"Пол Остер. Мистер Вертиго " - читать интересную книгу автора

доставляет ему ровно столько же удовольствия, сколько мне. Эзопу хотелось в
дом, к своим книжкам, мечтам и мыслям, и пусть сам он никогда вслух не
жаловался, но к моим язвительным шуточкам относился сочувственнее других, и
смех его был как благословение, и, когда он смеялся, я тогда точно знал, что
снова попал в точку. Раньше я думал, будто Эзоп пай-мальчик, робкий зануда,
который никогда в жизни не нарушит ни одного правила, но, послушав в поле,
как он смеется, посмотрел на него другими глазами. В этом скрюченном теле
жило озорство, какого раньше я не замечал, и, несмотря на всю правильность и
кошмарную благовоспитанность, Эзоп любил подурачиться ничуть не меньше, чем
любой пятнадцатилетний мальчишка. Теперь же благодаря мне он получил
возможность от души оттянуться. Он ржал над моими остротами, забавлялся,
слушая нахальные, дерзкие замечания, и я быстро увидел, что никакой он не
зануда и мне не соперник. Он был мне друг - первый в жизни настоящий друг.

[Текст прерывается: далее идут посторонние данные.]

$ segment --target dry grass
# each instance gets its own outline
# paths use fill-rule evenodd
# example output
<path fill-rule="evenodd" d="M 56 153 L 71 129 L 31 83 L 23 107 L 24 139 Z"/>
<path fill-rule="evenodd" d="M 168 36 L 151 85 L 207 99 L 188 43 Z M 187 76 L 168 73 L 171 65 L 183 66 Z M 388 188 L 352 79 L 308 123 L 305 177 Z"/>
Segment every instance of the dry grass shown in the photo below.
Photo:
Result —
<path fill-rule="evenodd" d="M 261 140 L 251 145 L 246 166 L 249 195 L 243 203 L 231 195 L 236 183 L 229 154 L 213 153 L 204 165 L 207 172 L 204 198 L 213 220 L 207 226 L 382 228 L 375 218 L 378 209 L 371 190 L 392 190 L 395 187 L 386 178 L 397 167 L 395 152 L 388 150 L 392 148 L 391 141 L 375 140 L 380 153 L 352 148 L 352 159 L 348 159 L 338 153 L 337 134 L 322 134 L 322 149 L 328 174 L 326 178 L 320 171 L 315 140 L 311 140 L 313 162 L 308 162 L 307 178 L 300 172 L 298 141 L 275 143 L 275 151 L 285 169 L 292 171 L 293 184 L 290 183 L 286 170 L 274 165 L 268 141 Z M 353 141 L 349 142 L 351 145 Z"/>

Не хочу растекаться сладкими струйками, однако я рассказываю о детстве,
собираю свой лоскутный коврик воспоминаний, а учитывая, как мало у меня в
жизни было привязанностей, дружба с Эзопом заслуживает, чтобы о ней
рассказать подробней. Эзоп повлиял на меня не меньше, чем сам мастер,
изменив и ход, и смысл моей жизни. Я даже не говорю о том, что Эзоп избавил
меня от предрассудков и я перестал судить о людях по цвету кожи, но он стал
мне именно другом, и я его полюбил. Эзоп стал товарищем тех моих дней, стал
мне якорем в океане однообразных, пустынных канзасских небес, и без его
поддержки я ни за что не выдержал бы испытаний, через которые проходил потом
в течение следующих двенадцати или четырнадцати месяцев. Мастер - тот самый
мастер, который рыдал в темноте возле моей постели, - едва я поднялся,
превратился в жестокого надсмотрщика, который и швырнул меня в пучину
страданий, каких не вынесла бы ни одна живая душа. Сейчас, оглядываясь
назад, я сам не понимаю, как тогда выжил, как прожил потом столько лет и
могу теперь говорить о прошлом.
Настоящая работа началась, когда наша будущая жратва была вся впихнута
в грядки, на чем и завершился сезон полевых работ. Началась она в ясное,
майское утро на следующий день после моего дня рождения. Когда мы
позавтракали, мастер отвел меня в сторону и сказал шепотом:
- Соберись, малыш. Сегодня начнется потеха.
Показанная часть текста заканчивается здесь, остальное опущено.